Marika aveva avuto fortuna e coraggio. Forse – mi illudevo – l’avevo inconsapevolmente aiutata a salvarsi: se il suo uomo non si fosse sollevato dal suo corpo per interrompere la registrazione del filmato, sarebbe stata massacrata di botte. E se anche fosse stata risparmiata ancora una volta, avvinta in una spirale inesorabile di soggezione alienante, che vita sarebbe stata?

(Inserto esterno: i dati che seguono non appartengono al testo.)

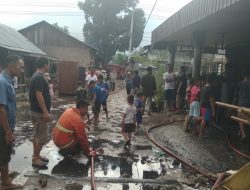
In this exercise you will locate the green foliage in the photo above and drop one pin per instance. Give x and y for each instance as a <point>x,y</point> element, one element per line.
<point>108,24</point>
<point>119,58</point>
<point>64,29</point>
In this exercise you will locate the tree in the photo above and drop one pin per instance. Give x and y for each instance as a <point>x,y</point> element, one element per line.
<point>119,58</point>
<point>64,29</point>
<point>108,24</point>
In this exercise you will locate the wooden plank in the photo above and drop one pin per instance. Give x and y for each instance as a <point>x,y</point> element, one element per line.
<point>107,179</point>
<point>230,106</point>
<point>240,120</point>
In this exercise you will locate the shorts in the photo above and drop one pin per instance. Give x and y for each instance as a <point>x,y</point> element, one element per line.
<point>195,109</point>
<point>170,95</point>
<point>40,126</point>
<point>104,106</point>
<point>129,127</point>
<point>206,114</point>
<point>76,149</point>
<point>5,150</point>
<point>96,108</point>
<point>138,117</point>
<point>180,101</point>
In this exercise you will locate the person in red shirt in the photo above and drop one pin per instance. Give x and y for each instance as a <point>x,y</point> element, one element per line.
<point>69,134</point>
<point>195,110</point>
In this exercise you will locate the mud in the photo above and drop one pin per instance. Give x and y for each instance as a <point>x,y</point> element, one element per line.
<point>142,161</point>
<point>211,154</point>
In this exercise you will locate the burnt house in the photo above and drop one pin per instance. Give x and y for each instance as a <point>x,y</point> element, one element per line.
<point>72,57</point>
<point>14,43</point>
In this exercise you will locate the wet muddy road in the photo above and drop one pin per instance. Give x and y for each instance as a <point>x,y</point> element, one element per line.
<point>142,161</point>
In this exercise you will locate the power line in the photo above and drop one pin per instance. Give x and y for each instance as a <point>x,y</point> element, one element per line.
<point>151,12</point>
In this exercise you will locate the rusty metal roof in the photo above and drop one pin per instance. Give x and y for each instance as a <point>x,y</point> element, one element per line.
<point>202,15</point>
<point>11,39</point>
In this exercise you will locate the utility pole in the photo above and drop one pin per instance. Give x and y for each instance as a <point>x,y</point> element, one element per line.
<point>131,35</point>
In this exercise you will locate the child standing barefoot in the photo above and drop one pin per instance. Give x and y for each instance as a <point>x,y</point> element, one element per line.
<point>139,108</point>
<point>128,122</point>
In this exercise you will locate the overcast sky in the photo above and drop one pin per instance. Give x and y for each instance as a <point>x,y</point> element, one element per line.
<point>19,14</point>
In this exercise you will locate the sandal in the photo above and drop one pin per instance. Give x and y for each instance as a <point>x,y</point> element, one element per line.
<point>11,187</point>
<point>39,164</point>
<point>44,159</point>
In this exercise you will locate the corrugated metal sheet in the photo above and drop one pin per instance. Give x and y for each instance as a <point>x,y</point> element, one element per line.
<point>193,12</point>
<point>13,40</point>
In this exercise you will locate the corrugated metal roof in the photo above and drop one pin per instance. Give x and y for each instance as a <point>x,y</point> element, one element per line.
<point>194,12</point>
<point>13,40</point>
<point>66,34</point>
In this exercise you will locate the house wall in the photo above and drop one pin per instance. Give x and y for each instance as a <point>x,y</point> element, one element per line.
<point>59,45</point>
<point>80,55</point>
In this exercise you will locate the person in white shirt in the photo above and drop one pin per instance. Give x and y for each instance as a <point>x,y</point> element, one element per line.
<point>169,78</point>
<point>128,122</point>
<point>91,77</point>
<point>15,83</point>
<point>113,77</point>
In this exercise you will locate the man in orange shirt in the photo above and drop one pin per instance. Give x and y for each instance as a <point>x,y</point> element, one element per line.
<point>69,134</point>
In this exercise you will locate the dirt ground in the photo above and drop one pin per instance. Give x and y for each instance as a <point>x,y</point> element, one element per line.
<point>142,161</point>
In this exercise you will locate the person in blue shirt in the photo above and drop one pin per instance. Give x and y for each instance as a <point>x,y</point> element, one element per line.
<point>129,82</point>
<point>97,100</point>
<point>136,83</point>
<point>104,94</point>
<point>13,66</point>
<point>139,108</point>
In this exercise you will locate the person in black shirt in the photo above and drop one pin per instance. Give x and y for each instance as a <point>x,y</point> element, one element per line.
<point>181,91</point>
<point>207,104</point>
<point>40,103</point>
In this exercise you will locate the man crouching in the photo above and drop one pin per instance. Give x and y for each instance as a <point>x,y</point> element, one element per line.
<point>69,134</point>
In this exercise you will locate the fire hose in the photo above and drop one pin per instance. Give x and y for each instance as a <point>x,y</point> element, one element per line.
<point>96,152</point>
<point>93,184</point>
<point>169,152</point>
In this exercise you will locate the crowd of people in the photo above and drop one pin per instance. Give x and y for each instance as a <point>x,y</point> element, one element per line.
<point>182,93</point>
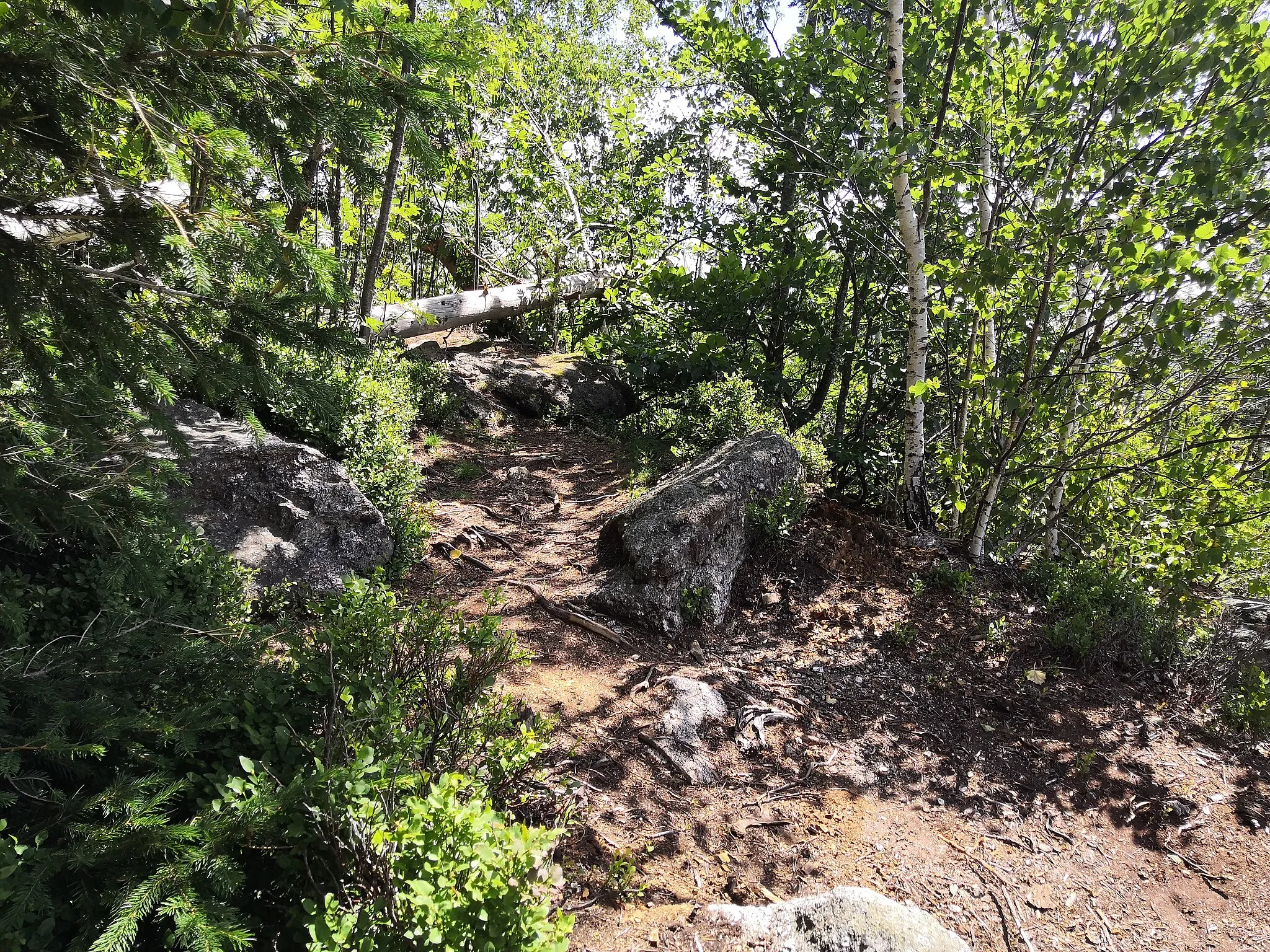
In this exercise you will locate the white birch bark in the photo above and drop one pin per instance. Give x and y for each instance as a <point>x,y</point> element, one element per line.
<point>916,506</point>
<point>1054,507</point>
<point>974,547</point>
<point>447,311</point>
<point>987,196</point>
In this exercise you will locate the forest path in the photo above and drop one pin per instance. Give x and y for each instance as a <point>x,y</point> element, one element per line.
<point>915,730</point>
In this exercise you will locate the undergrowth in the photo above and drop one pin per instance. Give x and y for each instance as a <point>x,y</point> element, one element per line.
<point>375,403</point>
<point>671,431</point>
<point>331,776</point>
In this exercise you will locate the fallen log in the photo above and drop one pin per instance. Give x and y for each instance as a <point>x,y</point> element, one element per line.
<point>447,311</point>
<point>569,616</point>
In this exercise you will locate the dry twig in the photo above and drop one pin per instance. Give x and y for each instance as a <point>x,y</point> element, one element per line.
<point>569,616</point>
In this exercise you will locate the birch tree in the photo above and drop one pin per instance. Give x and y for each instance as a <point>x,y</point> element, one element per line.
<point>917,509</point>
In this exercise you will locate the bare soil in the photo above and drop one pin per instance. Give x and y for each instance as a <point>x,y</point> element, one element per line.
<point>1101,808</point>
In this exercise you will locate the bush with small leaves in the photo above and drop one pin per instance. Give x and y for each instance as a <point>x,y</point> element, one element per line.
<point>773,521</point>
<point>1249,705</point>
<point>946,576</point>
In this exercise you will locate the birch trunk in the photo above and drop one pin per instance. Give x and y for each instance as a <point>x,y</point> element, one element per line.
<point>448,311</point>
<point>1054,508</point>
<point>371,272</point>
<point>917,509</point>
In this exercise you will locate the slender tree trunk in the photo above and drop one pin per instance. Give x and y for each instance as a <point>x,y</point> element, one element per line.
<point>303,198</point>
<point>986,200</point>
<point>371,272</point>
<point>801,416</point>
<point>849,361</point>
<point>917,508</point>
<point>1054,507</point>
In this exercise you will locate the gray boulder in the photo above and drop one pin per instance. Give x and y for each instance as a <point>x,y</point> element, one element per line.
<point>550,385</point>
<point>848,919</point>
<point>676,550</point>
<point>281,508</point>
<point>695,705</point>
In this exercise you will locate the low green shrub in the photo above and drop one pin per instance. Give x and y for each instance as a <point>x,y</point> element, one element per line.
<point>673,430</point>
<point>1094,606</point>
<point>1249,706</point>
<point>173,776</point>
<point>693,603</point>
<point>454,875</point>
<point>375,400</point>
<point>946,576</point>
<point>773,521</point>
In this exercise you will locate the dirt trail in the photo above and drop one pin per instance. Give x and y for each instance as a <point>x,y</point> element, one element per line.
<point>1094,810</point>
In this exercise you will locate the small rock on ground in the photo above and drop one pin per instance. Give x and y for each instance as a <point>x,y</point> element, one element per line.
<point>848,919</point>
<point>675,552</point>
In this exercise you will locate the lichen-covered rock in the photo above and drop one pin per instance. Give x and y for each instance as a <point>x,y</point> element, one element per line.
<point>694,706</point>
<point>551,385</point>
<point>675,551</point>
<point>848,919</point>
<point>281,508</point>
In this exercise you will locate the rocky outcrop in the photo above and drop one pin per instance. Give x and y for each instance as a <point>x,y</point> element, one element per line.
<point>848,919</point>
<point>281,508</point>
<point>550,385</point>
<point>672,553</point>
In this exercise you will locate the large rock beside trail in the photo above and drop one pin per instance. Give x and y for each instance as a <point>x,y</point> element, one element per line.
<point>281,508</point>
<point>676,550</point>
<point>550,385</point>
<point>848,919</point>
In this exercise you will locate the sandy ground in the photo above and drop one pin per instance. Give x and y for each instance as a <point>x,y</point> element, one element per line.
<point>1098,809</point>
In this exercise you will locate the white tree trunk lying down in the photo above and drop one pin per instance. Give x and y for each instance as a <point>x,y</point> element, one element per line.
<point>431,314</point>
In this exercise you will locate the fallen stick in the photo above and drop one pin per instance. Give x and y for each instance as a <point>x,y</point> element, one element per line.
<point>593,499</point>
<point>567,616</point>
<point>1005,884</point>
<point>1209,879</point>
<point>498,537</point>
<point>670,759</point>
<point>492,514</point>
<point>647,684</point>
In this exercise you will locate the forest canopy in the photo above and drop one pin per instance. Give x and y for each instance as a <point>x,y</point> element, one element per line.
<point>997,268</point>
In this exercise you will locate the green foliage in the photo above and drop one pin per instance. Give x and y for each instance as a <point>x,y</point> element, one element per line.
<point>673,430</point>
<point>365,418</point>
<point>1094,606</point>
<point>1249,706</point>
<point>468,470</point>
<point>996,635</point>
<point>182,268</point>
<point>623,875</point>
<point>693,603</point>
<point>678,428</point>
<point>773,521</point>
<point>456,875</point>
<point>175,777</point>
<point>905,637</point>
<point>946,576</point>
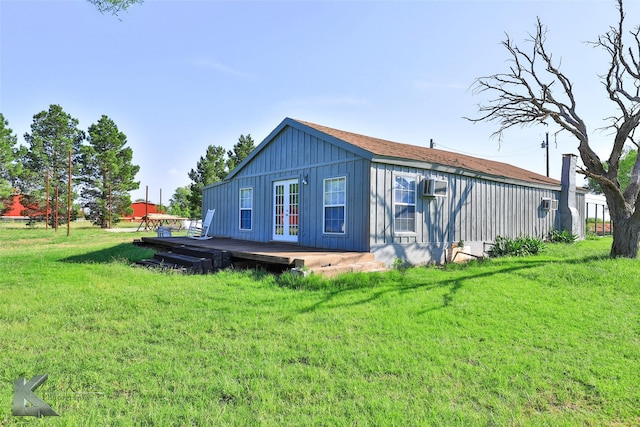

Si era diffusa online una falsa notizia riguardo all’arma del delitto: nei siti di informazione che rimbalzavano la notizia si scriveva che la donna, nell’intento di colpire il suo convivente, avesse agguantato un pesante oggetto contundente, probabilmente un supporto da chitarra. Solo a quel
punto era emersa alla mia coscienza, nitida come una fotografia, un’immagine depositata nella memoria remota. Mi ero decisa a rivedere il video riportando il cursore agli ultimi istanti di vita dell’uomo. Era visibile, di lato rispetto alla scena dell’aggressione, l’asta di un microfono. Benché non fosse possibile scorgere gli ultimi gesti della donna, mi ero convinta che avesse ucciso l’uomo con quell’asta, simbolo della sua creatività individuale.
Dal profilo social avevo scoperto che Marika era una cantante jazz. Avevo colto la sua ammirazione per Billie Holiday scovando, fra vecchi ricordi, un breve filmato in cui cantava Strange fruit. Era l’unico post, nascosto all’interno della cartella “video”, in cui la donna non ostentasse plateali atteggiamenti amorosi col suo aguzzino.
Scent of magnolias, sweet and fresh, then the sudden smell of burning flesh…
Improvvisamente mi appariva chiaro che i nostri destini non si fossero incrociati per caso. L’occhio virtuale della videocamera aveva aperto uno squarcio nel fatiscente edificio della nostra esistenza vacua. Eravamo entrambe ree di una colpa preventivamente scontata con la più dura delle condanne. Perché una donna lo sa, se non è amore.